Deployment of medium- and heavy-duty (MD/HD) battery electric vehicles (BEVs) for commercial fleets is accelerating. Commercial offerings of MD/HD battery-electric vehicles have increased, and medium to large scale vehicle purchases are beginning to occur in leading fleets. At the same time, local, state, and federal policy and goal setting for zero-emission vehicle adoption is expanding.
Within the medium and heavy-duty vehicle sector, Class 8 trucks present one of the most significant sources of emissions and have been one of the most difficult applications to electrify. These big rigs typically have fleet specific driving schedules, long driving ranges, and heavy loads. Given these challenges, it has been unclear from a public perspective whether and how fleets that depend on these vehicles will be able to meet charging and operational demands with existing electric vehicle technology. The factors leading to this uncertainty have involved a lack of access to fleet operations data that can be used to quantify needs, costs, and operational conditions involving vehicle charging.

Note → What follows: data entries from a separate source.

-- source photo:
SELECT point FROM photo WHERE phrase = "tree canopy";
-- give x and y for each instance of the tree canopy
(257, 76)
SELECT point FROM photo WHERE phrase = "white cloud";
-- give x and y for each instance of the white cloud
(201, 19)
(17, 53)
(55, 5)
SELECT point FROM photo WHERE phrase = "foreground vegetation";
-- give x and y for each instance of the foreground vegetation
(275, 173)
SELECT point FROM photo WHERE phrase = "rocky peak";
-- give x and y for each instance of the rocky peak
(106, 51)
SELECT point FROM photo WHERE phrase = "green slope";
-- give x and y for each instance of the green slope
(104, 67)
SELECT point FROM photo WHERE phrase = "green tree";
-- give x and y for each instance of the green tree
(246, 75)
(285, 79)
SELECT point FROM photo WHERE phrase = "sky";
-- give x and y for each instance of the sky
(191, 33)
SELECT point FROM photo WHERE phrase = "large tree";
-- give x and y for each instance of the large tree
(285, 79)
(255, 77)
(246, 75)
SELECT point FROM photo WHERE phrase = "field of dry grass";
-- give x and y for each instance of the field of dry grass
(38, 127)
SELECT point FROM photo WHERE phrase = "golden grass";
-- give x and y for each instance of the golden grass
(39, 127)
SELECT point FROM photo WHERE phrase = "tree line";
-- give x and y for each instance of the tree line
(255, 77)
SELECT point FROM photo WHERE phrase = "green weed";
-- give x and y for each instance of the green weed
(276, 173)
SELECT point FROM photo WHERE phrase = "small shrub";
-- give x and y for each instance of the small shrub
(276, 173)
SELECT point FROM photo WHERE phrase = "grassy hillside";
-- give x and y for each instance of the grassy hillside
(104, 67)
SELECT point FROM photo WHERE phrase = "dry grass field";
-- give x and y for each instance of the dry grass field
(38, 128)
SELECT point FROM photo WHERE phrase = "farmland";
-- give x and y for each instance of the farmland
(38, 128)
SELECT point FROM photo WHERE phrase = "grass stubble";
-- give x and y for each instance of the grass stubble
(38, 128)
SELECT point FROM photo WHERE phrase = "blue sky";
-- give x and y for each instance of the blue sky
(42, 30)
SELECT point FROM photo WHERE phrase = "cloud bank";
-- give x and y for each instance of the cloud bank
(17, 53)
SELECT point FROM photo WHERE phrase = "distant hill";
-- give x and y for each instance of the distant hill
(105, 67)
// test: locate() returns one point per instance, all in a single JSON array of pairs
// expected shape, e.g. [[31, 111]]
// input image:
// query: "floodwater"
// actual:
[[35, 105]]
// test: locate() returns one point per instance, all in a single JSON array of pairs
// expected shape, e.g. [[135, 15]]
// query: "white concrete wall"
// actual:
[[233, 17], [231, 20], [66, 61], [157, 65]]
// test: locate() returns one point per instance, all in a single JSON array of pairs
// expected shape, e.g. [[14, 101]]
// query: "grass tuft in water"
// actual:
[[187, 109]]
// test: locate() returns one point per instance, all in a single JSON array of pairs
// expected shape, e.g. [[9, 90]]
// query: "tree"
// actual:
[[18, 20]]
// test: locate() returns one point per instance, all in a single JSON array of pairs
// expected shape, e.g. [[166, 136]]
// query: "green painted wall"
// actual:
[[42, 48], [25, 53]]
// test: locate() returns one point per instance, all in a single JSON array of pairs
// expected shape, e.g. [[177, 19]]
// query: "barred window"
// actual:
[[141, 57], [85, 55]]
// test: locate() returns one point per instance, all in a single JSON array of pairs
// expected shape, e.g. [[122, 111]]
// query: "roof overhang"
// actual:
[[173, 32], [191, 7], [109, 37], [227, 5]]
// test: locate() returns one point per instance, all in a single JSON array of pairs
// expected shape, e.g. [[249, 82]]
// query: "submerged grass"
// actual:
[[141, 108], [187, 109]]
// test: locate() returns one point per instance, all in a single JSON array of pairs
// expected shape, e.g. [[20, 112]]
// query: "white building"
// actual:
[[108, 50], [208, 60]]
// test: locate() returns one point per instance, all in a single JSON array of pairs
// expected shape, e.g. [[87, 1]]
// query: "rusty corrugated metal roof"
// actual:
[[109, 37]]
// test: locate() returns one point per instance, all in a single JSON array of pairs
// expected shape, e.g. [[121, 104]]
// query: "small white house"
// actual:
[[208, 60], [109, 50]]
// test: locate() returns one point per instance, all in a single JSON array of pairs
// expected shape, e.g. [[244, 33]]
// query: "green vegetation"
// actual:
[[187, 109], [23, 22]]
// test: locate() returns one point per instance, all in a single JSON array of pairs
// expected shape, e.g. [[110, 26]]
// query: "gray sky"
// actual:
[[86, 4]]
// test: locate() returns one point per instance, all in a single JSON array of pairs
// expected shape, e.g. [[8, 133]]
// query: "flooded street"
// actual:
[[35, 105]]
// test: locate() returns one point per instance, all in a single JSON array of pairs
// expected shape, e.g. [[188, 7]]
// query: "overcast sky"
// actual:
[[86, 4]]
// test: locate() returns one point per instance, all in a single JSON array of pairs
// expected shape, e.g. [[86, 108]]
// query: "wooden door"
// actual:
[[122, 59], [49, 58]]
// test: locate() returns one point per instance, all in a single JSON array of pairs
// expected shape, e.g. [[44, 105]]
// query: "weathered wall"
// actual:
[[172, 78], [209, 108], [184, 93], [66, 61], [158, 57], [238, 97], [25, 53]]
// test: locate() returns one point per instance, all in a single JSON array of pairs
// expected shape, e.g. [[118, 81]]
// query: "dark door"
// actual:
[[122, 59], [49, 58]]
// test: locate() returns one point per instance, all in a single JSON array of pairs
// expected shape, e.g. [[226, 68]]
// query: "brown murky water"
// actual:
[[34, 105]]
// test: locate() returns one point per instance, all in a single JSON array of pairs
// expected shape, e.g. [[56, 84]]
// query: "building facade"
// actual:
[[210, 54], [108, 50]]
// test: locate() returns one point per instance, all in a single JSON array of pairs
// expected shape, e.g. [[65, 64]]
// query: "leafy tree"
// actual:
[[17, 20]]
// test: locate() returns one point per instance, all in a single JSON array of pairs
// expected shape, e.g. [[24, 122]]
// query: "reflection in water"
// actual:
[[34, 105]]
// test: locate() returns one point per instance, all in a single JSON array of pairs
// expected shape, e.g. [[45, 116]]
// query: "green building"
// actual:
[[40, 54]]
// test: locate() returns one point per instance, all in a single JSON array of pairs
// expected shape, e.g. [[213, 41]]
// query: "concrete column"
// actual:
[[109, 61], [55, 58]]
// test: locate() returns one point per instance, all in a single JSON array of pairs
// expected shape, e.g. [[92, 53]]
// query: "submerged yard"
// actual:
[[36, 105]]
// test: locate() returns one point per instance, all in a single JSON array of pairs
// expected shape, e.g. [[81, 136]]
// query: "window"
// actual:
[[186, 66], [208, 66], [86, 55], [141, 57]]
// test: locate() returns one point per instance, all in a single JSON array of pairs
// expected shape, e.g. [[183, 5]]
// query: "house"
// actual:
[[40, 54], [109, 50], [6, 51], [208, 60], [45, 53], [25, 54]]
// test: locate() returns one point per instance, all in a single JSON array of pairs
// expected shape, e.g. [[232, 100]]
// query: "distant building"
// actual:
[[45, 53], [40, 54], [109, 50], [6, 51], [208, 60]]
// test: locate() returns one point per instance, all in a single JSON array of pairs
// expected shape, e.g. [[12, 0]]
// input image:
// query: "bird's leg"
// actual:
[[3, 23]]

This study seeks to use real fleet data to evaluate the costs and capabilities of charging systems and the impact of electric rate design and infrastructure policy on the ability of fleets to deploy electric vehicles in the heavy-duty market segment. In doing so, the analysis seeks to enhance the body of public knowledge on the needs and implications associated with charging systems and utility rates – as evaluated through the lens of two separate 40 to 50 Class 8 semi-tractors deployment projects at two locations in California.